Плетнев не спеша заговорил о подготовке к севу. По памяти называл множество цифр. Из слов председателя райисполкома вырисовывалась тревожная картина. Ремонт тракторов идет очень медленно. График сорван: нет запасных частей и специалистов. Горючее не завезено. Во многих колхозах семена некондиционны. Плохо с кормами. Кое-где лошади переведены на солому. К весне они совсем отощают, и тогда на них не попашешь.

— Семена, тракторы, корма — все это в руках у людей, — задумчиво проговорила Федотова. — Надо о людях подумать. Мало о них думаем. Шумим, требуем, приказываем, даже угрожаем. А вот поговорить по душам с человеком нам зачастую недосуг. Привыкли «работать с массами». А ведь они состоят из отдельных людей, разных по характеру и взглядам на жизнь. Особенно важно для нас найти ключ к сердцам женщин. Русская баба — сложное создание.

— По себе судите? — с легкой иронией спросил Шамов.
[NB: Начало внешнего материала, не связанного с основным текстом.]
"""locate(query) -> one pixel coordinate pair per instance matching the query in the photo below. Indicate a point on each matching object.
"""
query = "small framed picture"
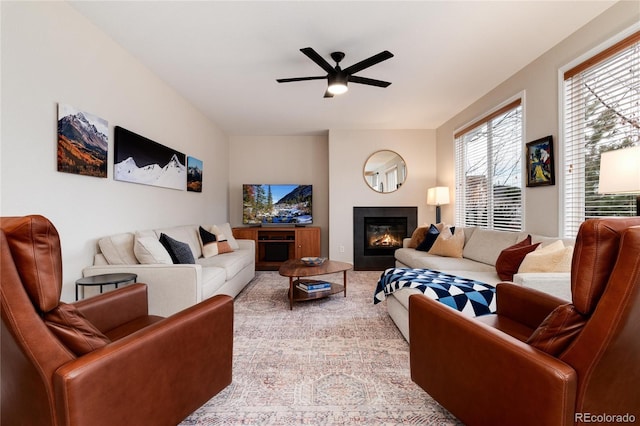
(540, 167)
— А хотя бы и по себе, — не приняла шутки Федотова. — Второй год бабы на своих плечах землю держат. Высохли, почернели от натуги. Забыли, как детей рожают, как ласкают мужиков, забыли вкус настоящего хлеба. А рук не опускают. Стонут, но стоят. Плачут, но работают. Работают и работают. Ни одна машина с ними не потягается. Ведь машине-то передых нужен. Техуход, техосмотр. А бабы не знают передышки. И не нужны им никакие понукания. Им теплого слова не хватает. Душевного сочувствия и заботы.

— Верно, Полина Михайловна. — Рыбаков поднес папиросу к губам, несколько раз пыхнул дымом. — Надо это понимать. Наши женщины не терпят фальши, им нужно искреннее, сердечное сочувствие. А на это не каждый способен. Тут надо быть настоящим коммунистом. Чтобы сердце за народ болело. Да… — повернулся к прокурору: — Ну, что в Иринкино?

Коненко рассказал о результатах расследования причин пожара на молочной ферме Иринкинского совхоза. Потом договорились провести собрание женщин, создать при правлениях женсоветы. Условились, что завтра Федотова вместе с заведующим районо проведет инструктаж уполномоченных и разошлет их по всем колхозам — проверять готовность к севу.

— Я, ты, — Рыбаков метнул взгляд в сторону Плетнева, — и ты, — взгляд на Теплякова, — завтра с утра двинем в МТС. Я — в Рачевскую, Плетнев — в Брянскую, а ты, Тепляков, — в Иринкинскую. Надо подогнать ремонт тракторов…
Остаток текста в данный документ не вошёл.